BRIAN NAYLOR, BYLINE: 18F is actually part of the GSA, the General Services Administration, and is at GSA headquarters located at - wait for it - 18th and F streets in Washington. It's an open space, with nary a government-issued cubicle in sight.
GREG GODBOUT: It's our attempt to make an office look a little bit like a coffeehouse, I guess, (laughter) would describe it.
NAYLOR: Greg Godbout shows me around. He's 18F's executive director and co-founder.
GODBOUT: We've got couches, tables. I work at a table, not a desk. We do have desks - just some people prefer it, particularly the designers for the larger graphics. We have an open space, glass, lots of visibility to the outside world.
NAYLOR: No ping-pong table, though.
GODBOUT: No, not yet. Actually, we - I think the government won't permit provide that for us.

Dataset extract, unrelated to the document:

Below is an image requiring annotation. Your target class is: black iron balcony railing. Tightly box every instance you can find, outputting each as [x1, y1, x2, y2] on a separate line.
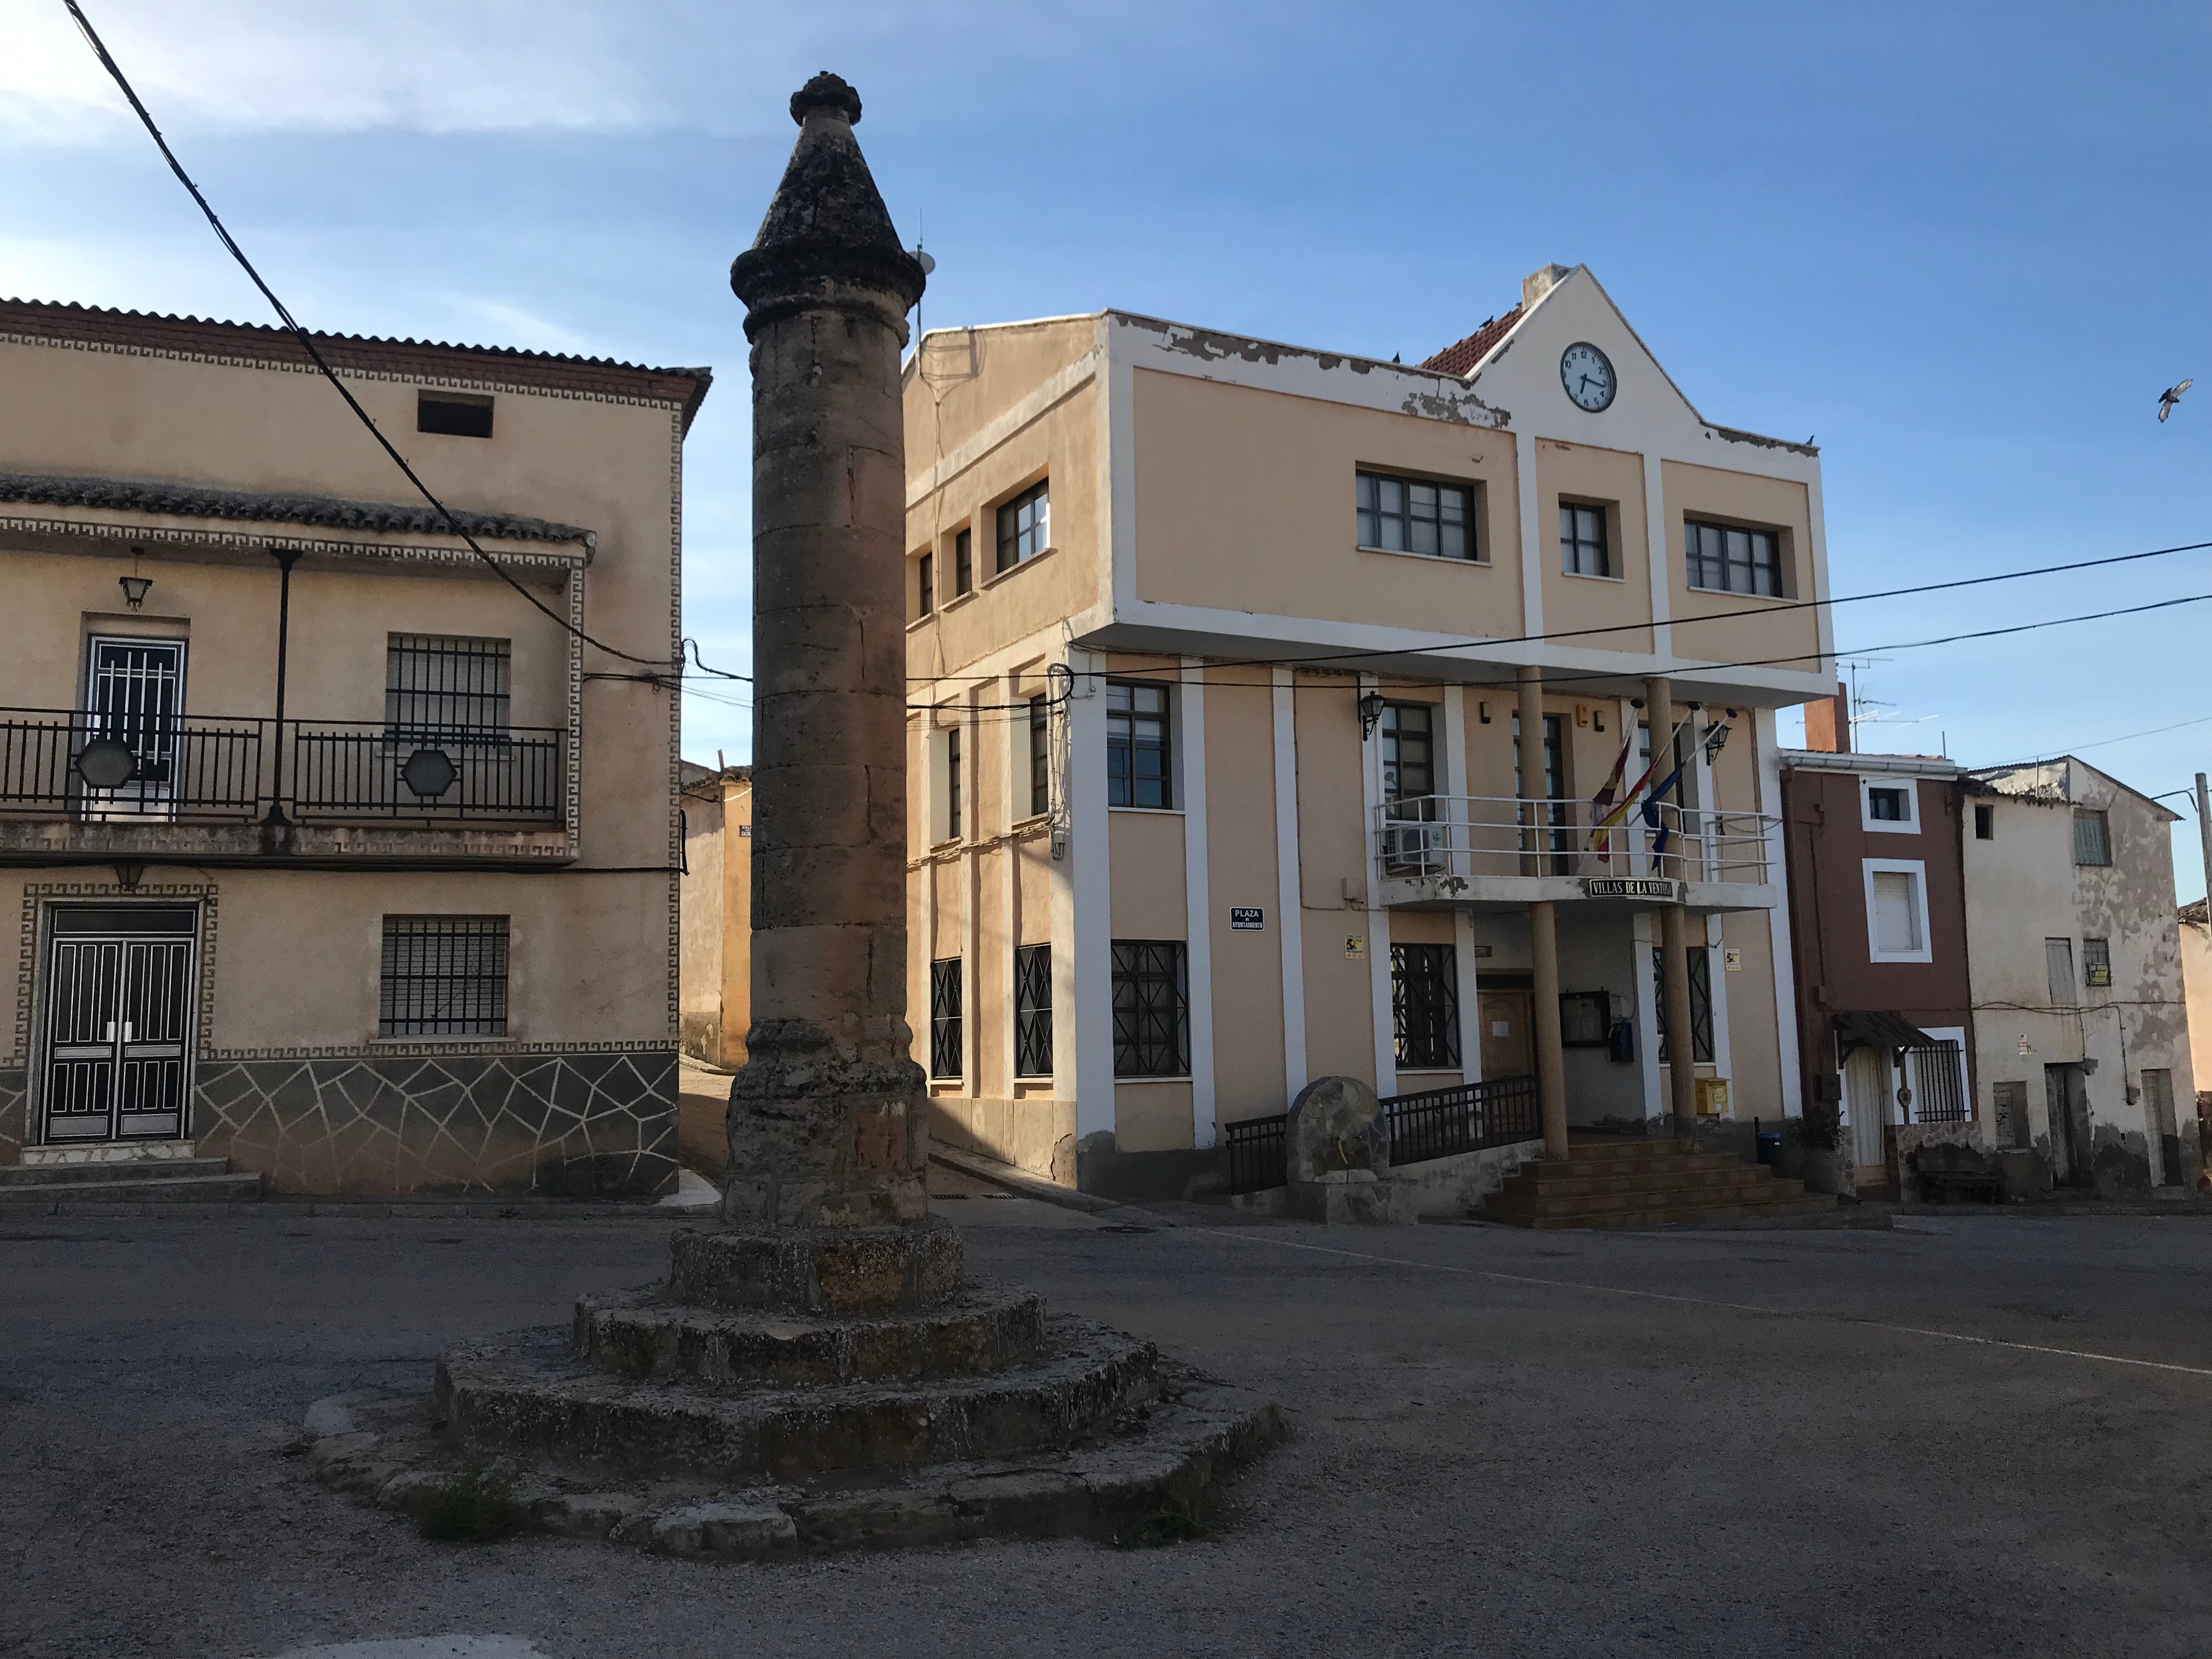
[0, 708, 564, 827]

NAYLOR: Not to worry, 18F's software designers are pooling their resources for a foosball table. Most of Godbout's team of 100 works here on what they call a production floor. Others are scattered at sites, including in San Francisco, Seattle and Denver. The idea, Godbout says, is to bring to the government some of the digital magic that we use every day to chat with friends and shop and share photos.
GODBOUT: So essentially, the way you would book a vacation in your own life and the easiness of research and doing that should be the way you would interact with your government, right?
NAYLOR: 18F is working with a number of different federal departments. One of the biggest projects it's taken on is redesigning the website for U.S. Citizenship and Immigration Services. That's the agency that processes applications from people hoping to become citizens and those covered under the president's executive actions who hope to obtain work permits.
GODBOUT: I like to think of it as it's the online Statue of Liberty, right? At some point in our nation's history, we were romantic enough to have this Statue of Liberty - this idea of, you know, how do we present ourselves to people coming to America? Well, our digital process should be that beautiful, too.
NAYLOR: As part of another project for the Federal Election Commission, Lindsay Young is designing an online interface that will make it easier for citizens to track how much money political candidates raise and spend.
LINDSAY YOUNG: I really do believe in the mission. And I think it's about empowering other people, so it's making sure that the people that use this website are getting what they need out of it.
NAYLOR: And that's one of the biggest challenges Godbout and his team face - changing the mindset among federal bureaucrats about software. 18F is focused on user-centered design as opposed to stakeholder-centered design, meaning software design for what the agency thinks it needs rather than the person using it.
GODBOUT: User-centered design work versus stakeholder- centered design is really very revolutionary inside the federal government, and it causes a lot of pain as we insist that people work this way.
NAYLOR: It's clearly an uphill battle. Surf government websites, and you'll find few that seem designed to provide users easy access to anything useful. 18F and U.S. Digital Services, the White House agency that's coordinating government-wide efforts to modernize its IT systems, are planning to hire some 200 programmers in hopes of changing that. Brian Naylor, NPR News, Washington.